The metallic 'telescopic shock absorber' areas, which are usually bright chrome on the full-size aircraft, presented the biggest headache to get right. I started with brushed on Humbrol silver which, being rather old, went on with a yucky 'textured' finish. Some new stuff, applied with a small artist's sable, went on a bit better - but I was acutely aware of this product's non-existent fuel resistance, so one just wasn't happy! (Any attempt to fuel proof Humbrol silver will turn it into a grey sludge!) Then one heeded Robart's suggestion to use self-adhesive chrome trim sheet on these areas. Very nice, but would it be available? Luckily, Flair's 'Aluclad' was…

Foiled Again!

Aluclad is an ultra-thin self-adhesive foil which, with care (and a clinically smooth basic airframe finish!), can be used to cover entire 'solid-surface' model airframes in sections. (I dread to think of the cost, though!) After an initial brief examination, it seemed ideally suited to the task of representing the chrome telescoping tubes of full-size aircraft undercarriage legs - and it sure came to the rescue with the 'Feeney Zone' Bonanza!
Basically, strips the depth of each visible shock absorber section were cut out using an extremely sharp scalpel. These strips were then tailored to wrap around the oleo and butt-join at the rear out-of-sight. Placement is not critical, as the adhesive doesn't grip too severely at first. However, it's easy to crease the foil by heavy-handed initial removal from its backing sheet and/or during repositioning attempts on the component being covered. It's wise to have oodles of foil strips standing by if (when!) cock-ups occur.
The oleo strips went on quite easily; an alternating pressing motion from the first (central) contact point around towards the rear butt-joining 'meet-up' point each side worked best for me. Various pieces of scrap hardwood strip were employed to press the foil all over and especially into tight corners - it's surprising how well it 'moulds' into the nether regions one is happy to report!
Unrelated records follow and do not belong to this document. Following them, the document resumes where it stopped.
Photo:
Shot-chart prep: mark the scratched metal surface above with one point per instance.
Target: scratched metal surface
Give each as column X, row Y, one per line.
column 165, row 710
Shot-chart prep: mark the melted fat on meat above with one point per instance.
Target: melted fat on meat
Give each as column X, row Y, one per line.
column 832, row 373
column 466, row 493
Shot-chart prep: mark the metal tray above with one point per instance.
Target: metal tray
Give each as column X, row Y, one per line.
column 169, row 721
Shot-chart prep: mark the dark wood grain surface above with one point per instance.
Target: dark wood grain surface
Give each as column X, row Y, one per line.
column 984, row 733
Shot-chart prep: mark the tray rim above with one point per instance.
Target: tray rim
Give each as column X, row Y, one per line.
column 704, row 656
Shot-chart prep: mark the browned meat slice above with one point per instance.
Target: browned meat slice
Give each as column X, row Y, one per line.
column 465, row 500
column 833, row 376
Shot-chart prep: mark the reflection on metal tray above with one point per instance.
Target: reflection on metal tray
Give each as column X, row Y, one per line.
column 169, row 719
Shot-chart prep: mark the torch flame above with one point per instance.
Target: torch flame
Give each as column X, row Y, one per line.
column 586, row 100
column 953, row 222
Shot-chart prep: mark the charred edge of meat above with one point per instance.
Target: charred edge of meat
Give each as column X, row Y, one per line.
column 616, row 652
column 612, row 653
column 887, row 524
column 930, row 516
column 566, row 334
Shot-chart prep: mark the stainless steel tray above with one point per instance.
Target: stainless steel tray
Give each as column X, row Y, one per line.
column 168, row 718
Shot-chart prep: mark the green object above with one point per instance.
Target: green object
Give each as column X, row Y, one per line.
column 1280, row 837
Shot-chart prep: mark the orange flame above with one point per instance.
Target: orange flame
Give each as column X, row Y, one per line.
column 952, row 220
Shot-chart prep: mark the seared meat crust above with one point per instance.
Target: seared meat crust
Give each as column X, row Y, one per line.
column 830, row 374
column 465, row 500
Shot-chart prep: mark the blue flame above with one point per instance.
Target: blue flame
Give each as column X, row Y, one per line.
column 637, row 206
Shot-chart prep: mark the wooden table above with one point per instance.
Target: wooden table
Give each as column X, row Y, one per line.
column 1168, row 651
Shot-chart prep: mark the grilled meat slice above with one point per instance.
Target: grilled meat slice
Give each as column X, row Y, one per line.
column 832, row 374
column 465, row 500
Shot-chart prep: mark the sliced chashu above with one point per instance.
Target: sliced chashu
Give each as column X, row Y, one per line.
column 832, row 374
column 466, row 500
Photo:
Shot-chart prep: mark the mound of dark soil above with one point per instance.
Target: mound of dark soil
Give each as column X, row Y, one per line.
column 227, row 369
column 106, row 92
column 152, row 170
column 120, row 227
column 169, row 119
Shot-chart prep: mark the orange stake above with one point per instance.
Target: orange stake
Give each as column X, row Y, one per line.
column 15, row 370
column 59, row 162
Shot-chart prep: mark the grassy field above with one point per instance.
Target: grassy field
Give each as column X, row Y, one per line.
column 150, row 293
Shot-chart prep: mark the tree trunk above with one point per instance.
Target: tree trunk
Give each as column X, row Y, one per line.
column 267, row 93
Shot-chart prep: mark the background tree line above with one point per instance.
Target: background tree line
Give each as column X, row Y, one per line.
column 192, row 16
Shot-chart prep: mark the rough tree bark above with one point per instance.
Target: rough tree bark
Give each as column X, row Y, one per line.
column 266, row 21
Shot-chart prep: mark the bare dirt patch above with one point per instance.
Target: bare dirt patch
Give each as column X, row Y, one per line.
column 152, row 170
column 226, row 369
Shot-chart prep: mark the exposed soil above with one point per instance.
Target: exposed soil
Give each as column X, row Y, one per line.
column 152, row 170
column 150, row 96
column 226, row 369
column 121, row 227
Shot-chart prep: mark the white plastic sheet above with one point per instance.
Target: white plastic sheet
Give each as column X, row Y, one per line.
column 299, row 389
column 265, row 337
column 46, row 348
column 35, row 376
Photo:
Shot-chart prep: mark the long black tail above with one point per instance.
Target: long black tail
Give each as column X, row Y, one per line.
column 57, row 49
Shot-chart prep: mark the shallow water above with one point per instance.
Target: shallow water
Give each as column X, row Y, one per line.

Excess foil is easily cut in-situ with a very keen Number 11 scalpel blade; tweezers are useful for gripping and plucking the severed foil offcuts.
I must say, I wish I had 'foiled' these areas right from the start for a smoother finish - but ya live and learn! I'd strongly advise readers to simulate these areas using Aluclad or similar; this is best applied after simply spraying the entire oleo unit in one colour first. The triangular torque arm projections could then be left in the 'background colour' or painted silver as I did. Using self-adhesive foil on all the cylindrical oleo areas would also be possible - doing this would hide those (sanded) joint-lines more effectively too!

Walk Away!

The assembled/painted oleo units are now ready to go on yer model by finally re-clamping the wire legs in place. Remember, during the initial dry-fitting stage, not to place any retaining saddle clamps too close to the undercarriage vertical 'groundborne' leg as subsequent clamp tightening might cause screwdriver clashing on the oleo unit! Whether your model is a 'serious' scale ship or a fun-scale/sports job, these items will really smarten the aeroplane up. Robart's oleo units are available in 'large' and 'small' sizes and in both 'main' and 'noseleg' format, so you're spoilt for choice. I've just ordered the noseleg version, also for the Bonanza, so one can look forward to yet more exciting leg thrills in due course! Be still, my beating undercart!!!

 

The various components for Robarts dummy oleo legs, available in assorted size "main" and "noseleg"
format, arrive nicely presented in poly bags. The bits have been taken out here!

Heres how the various bits go together.
Courtesy of the package

The assembled leg being sprayed matt dark grey.Note masked off wire.
Make sure the undercarriage wire retaining saddle clamps ain't too close to the dummy oleos or you could suffer "scratched legs"! Guess how Feeney found that out?!
The finished oleo on Gerards Top Flight Bonanza certainly looks the part. Note the Aluclad foil covered areas. Dummy "undercarriage doors" made from thin ply have since been added to complete the effect (wheel bay opening is cut from solarfilm)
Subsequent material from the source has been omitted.